I’m going to also cover the HER2 amplification which is very famous in breast cancer and very unfamous in lung cancer but it turns out that in lung cancer there is utility for targeting that gene as well. We’ll cover two other areas which is MET exon 14 skipping as well as the RET oncogene.

It highlights the significant change in our mind-set on how to treat lung cancer. Instead of treating all lung cancer patients the same we are identifying small subsets of people. So instead of saying all lung cancers or adenocarcinoma, which is 100,000 patients a year in the United States for adenocarcinoma, 120,000, perhaps another 60,000 or 80,000 for squamous cell carcinoma. We used to treat these 120,000 or 130,000 in a very similar fashion, now we are identifying subsets of patients. This couple of thousand patients have that oncogenic driver and there is a new drug for this. So all these new drugs are targeted drugs in general that benefit a subset of patients and that is the era of personalised medicine.

There is also a new class of drugs that might not be as specific as this targeted therapy which is immune therapy. When we talk about immune therapy we are really targeting the immune system of the body, awakening the immune system to the presence of the cancer.
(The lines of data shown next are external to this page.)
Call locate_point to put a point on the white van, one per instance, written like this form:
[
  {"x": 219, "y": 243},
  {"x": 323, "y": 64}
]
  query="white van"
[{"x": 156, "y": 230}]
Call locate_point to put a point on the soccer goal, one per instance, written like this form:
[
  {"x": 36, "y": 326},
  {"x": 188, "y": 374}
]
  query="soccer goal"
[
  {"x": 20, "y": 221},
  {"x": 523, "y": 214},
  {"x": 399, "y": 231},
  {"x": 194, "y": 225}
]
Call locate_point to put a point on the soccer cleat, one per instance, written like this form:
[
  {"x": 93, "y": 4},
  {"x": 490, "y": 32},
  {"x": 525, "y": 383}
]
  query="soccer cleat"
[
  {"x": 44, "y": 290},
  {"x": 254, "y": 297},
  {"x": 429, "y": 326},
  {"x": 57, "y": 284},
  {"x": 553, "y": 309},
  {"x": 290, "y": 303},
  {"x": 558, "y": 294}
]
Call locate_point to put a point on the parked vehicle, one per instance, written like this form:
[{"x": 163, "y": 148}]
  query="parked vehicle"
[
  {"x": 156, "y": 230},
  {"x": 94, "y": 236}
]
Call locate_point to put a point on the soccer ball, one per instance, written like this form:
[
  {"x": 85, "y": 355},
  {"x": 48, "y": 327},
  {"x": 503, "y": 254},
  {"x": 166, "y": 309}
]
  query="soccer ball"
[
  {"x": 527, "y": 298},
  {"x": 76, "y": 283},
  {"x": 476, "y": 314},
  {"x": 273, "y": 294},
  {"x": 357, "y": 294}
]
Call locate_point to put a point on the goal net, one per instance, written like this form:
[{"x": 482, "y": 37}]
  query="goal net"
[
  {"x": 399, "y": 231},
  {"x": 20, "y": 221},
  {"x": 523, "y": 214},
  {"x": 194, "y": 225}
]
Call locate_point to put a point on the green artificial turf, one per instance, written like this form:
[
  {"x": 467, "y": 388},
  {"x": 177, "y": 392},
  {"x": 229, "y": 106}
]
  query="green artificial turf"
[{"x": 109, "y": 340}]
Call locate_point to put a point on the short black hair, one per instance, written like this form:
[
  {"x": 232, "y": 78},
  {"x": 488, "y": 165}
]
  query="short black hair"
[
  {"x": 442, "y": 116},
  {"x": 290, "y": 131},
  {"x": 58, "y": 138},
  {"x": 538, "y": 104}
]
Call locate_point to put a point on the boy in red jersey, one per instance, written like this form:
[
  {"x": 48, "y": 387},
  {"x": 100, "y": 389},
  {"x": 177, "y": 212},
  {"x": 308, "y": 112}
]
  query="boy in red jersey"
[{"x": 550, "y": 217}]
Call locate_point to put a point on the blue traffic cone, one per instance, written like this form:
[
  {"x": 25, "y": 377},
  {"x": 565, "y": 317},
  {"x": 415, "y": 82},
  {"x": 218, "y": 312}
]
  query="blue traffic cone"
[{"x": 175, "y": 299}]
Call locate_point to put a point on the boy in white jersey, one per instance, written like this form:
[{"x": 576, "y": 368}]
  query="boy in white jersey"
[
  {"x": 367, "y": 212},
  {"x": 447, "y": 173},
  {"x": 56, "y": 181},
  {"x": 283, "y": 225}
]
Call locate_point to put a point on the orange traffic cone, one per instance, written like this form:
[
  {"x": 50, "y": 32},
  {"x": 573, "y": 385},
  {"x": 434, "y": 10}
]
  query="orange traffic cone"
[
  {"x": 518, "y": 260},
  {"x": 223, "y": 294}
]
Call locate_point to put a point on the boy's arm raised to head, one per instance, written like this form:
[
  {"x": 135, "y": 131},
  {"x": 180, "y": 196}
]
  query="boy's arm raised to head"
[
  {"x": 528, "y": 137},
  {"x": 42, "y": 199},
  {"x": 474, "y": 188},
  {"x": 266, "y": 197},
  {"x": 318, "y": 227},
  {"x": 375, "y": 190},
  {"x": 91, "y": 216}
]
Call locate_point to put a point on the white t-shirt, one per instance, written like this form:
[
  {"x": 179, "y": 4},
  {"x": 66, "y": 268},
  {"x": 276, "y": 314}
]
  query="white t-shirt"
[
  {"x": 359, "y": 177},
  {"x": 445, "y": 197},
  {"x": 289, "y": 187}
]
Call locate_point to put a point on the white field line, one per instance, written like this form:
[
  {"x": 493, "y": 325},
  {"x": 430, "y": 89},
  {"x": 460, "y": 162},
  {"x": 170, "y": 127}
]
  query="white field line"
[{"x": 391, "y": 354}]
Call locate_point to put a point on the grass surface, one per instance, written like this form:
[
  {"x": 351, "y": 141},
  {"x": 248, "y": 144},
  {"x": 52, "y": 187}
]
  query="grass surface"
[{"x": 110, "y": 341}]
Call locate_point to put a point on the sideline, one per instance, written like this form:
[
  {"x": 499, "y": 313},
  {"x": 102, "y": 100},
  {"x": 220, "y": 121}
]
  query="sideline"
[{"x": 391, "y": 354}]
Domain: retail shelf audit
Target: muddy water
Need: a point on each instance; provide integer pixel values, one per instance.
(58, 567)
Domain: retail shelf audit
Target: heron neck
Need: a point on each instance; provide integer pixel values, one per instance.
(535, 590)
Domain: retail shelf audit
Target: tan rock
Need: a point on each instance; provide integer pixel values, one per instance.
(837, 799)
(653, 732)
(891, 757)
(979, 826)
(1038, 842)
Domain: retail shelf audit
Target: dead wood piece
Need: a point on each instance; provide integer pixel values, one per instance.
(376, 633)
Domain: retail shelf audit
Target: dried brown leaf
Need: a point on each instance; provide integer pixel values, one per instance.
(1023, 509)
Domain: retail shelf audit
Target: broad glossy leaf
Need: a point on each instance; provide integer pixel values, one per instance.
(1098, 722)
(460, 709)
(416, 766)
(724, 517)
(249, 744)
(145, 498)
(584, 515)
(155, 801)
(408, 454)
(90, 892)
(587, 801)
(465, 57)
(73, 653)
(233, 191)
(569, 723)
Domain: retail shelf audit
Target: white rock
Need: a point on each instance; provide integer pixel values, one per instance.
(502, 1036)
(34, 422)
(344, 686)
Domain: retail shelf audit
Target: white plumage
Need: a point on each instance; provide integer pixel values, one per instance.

Cancer exists in our body because the body is not fighting it and the reason it’s not fighting it is cancer evades the immune system. We have understood the mechanisms by which cancer evades the immune system: it could be by secretion of an enzyme and the abbreviation for that enzyme is IDO, without going into the full name; by expression of a factor like PD-L1 on the surface of the cancer cells and this interacts with the immune system of the body and basically puts the immune system to sleep. A new class of drugs that awakens the immune system by making the immune system see the cancer as a fault and starting to attack. These treatments are not necessarily as specific as targeted therapy but that’s a good thing as well because it might benefit a larger proportion of patients.

Are there complications from these treatments?

It’s a new spectrum of side effects. I must, however, say that it’s a completely different bar, that we’ve now raised the bar. If I present the types of drugs we used to treat cancer with twenty years ago and presented to ourselves or our patients now we would be laughing at ourselves. We treated cancer in the past with drugs that can cause significant nausea, can cause significant peripheral neuropathy in a large proportion of patients. Now we are dealing with drugs that still have side effects but the side effects, maybe it’s new types of side effects, but affect a handful of the patients. By no means I want to underestimate the importance of a 5% incidence of side effects but it is not 20% or not 30%. We need to educate ourselves how to avoid these particular side effects. We need to be aware that they can happen and can be life-threatening.

But the idea of treating cancer patients now is not to have the patient have the stigma of a cancer patient getting treatment. You would be able to identify cancer patients from a distance – this is a cancer patient getting treatment. With the treatment nowadays we are giving patients are living a near normal life. I can say that many of my patients are having a completely normal life with very manageable, very little side effects and life completely normal activity, perhaps go back to work. That’s the idea of making cancer a chronic disease in which patients can tolerate that cancer as well as be functional and enjoy quality of life.